Grupo Herdez impulsa proyectos de apicultura sostenible en Yucatán a través de su programa de responsabilidad social Saber Nutrir, con el objetivo de fortalecer la economía familiar de comunidades rurales y promover prácticas productivas responsables. La iniciativa cobra relevancia en el marco del Día Mundial de las Abejas, que se conmemora cada 20 de mayo, una fecha que recuerda el papel de los polinizadores en la seguridad alimentaria y en el equilibrio de los ecosistemas.
Durante 2025, Saber Nutrir instaló 33 proyectos productivos en la región, entre ellos dos extractores de miel que permiten mejorar la calidad y pureza del producto final. La estrategia combina sostenibilidad, conocimiento tradicional y fortalecimiento económico, en un contexto donde las abejas contribuyen a la reproducción del 75% de los cultivos alimentarios a nivel global.
Más allá de su valor ambiental, la apicultura representa una oportunidad de desarrollo para comunidades rurales. En zonas como Yucatán, donde existe una tradición vinculada al trabajo con abejas y miel, el acceso a mejores herramientas puede marcar una diferencia directa en la producción, los ingresos familiares y la capacidad de comercializar productos con mayor valor agregado.
Uno de los beneficios del programa ha sido la mejora en los procesos de extracción. Los equipos entregados permiten cuidar mejor la miel, reducir pérdidas y mantener estándares más adecuados de calidad. Esto resulta especialmente importante para las y los apicultores que buscan fortalecer su actividad no solo como sustento, sino como una vía de desarrollo local.
“Gracias al apoyo recibido pude aumentar el número de mis colmenas y mejorar la calidad de la miel que producimos. Antes trabajábamos con materiales que no duraban mucho y la miel no tenía la misma pureza. Hoy contamos con mejores herramientas y eso también nos ha ayudado a apoyar la economía de nuestras familias”, compartió Laura Yanelli Chan Ek, apicultora de San Simón, Yucatán.

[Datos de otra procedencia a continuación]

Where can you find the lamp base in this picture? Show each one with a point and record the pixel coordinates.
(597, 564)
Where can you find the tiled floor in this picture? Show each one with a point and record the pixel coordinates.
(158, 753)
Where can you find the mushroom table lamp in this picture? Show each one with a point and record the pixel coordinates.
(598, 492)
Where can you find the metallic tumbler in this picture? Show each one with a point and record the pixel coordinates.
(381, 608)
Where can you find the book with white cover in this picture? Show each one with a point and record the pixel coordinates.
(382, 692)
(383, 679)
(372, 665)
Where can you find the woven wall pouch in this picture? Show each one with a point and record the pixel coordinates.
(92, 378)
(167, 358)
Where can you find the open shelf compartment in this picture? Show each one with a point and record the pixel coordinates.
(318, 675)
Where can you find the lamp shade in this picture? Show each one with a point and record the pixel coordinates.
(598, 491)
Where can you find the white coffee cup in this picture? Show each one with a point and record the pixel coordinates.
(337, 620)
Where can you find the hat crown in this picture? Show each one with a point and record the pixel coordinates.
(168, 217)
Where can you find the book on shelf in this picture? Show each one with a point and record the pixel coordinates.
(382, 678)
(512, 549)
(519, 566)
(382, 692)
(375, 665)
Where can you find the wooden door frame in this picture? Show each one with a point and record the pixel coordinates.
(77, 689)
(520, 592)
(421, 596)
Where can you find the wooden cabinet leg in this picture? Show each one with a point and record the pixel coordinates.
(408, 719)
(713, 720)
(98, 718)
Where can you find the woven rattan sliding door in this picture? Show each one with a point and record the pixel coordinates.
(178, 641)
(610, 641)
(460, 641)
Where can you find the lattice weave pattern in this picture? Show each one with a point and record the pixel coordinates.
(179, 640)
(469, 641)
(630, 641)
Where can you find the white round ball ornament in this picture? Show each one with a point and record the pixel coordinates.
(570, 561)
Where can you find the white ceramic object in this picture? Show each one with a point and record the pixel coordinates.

El impacto también se observa en la diversificación de productos. Además de la comercialización primaria de miel, algunos apicultores han comenzado a desarrollar derivados como jabones y shampoos artesanales. Esta ampliación de la oferta permite aprovechar mejor los recursos disponibles y abrir nuevas alternativas de ingreso para las familias participantes.
José Arturo Negrón López, integrante de la comunidad maya de Choyob, destacó que la mejora tecnológica ha sido clave para cuidar el proceso productivo. “Las cajas de madera y el extractor de acero inoxidable nos han permitido cuidar mejor el proceso de extracción y conservar la pureza de la miel. Además, este proyecto ha tenido un impacto positivo en la economía familiar de varias personas de la comunidad”, señaló.
La protección de las abejas también tiene una dimensión alimentaria. Su trabajo de polinización permite que una gran parte de los cultivos pueda reproducirse, por lo que su disminución afectaría directamente la disponibilidad de alimentos, la biodiversidad y la estabilidad de sistemas agrícolas completos.
En ese sentido, proyectos como Saber Nutrir muestran cómo la colaboración entre empresas y comunidades puede ir más allá de la asistencia puntual. Al incorporar herramientas, capacitación y acompañamiento productivo, la iniciativa permite fortalecer prácticas sostenibles que protegen a los polinizadores y al mismo tiempo generan beneficios económicos.
La apicultura sostenible también ayuda a preservar el arraigo cultural de comunidades donde el trabajo con la miel forma parte de la vida local. En Yucatán, esta actividad no solo representa una fuente de ingresos, sino también un conocimiento transmitido entre generaciones y vinculado con la relación de las comunidades mayas con su entorno natural.
Con estas acciones, Grupo Herdez busca reforzar una visión de responsabilidad social que conecta seguridad alimentaria, conservación ambiental y desarrollo comunitario. En un momento donde los polinizadores enfrentan presiones por el cambio climático, el uso de químicos, la pérdida de hábitat y otros factores ambientales, impulsar modelos productivos responsables se vuelve cada vez más importante.
El reto será mantener y ampliar este tipo de proyectos para que más familias puedan acceder a herramientas, mejores procesos y oportunidades de comercialización. La experiencia en Yucatán muestra que proteger a las abejas también puede significar fortalecer comunidades, mejorar ingresos y construir prácticas productivas más sostenibles para el campo mexicano.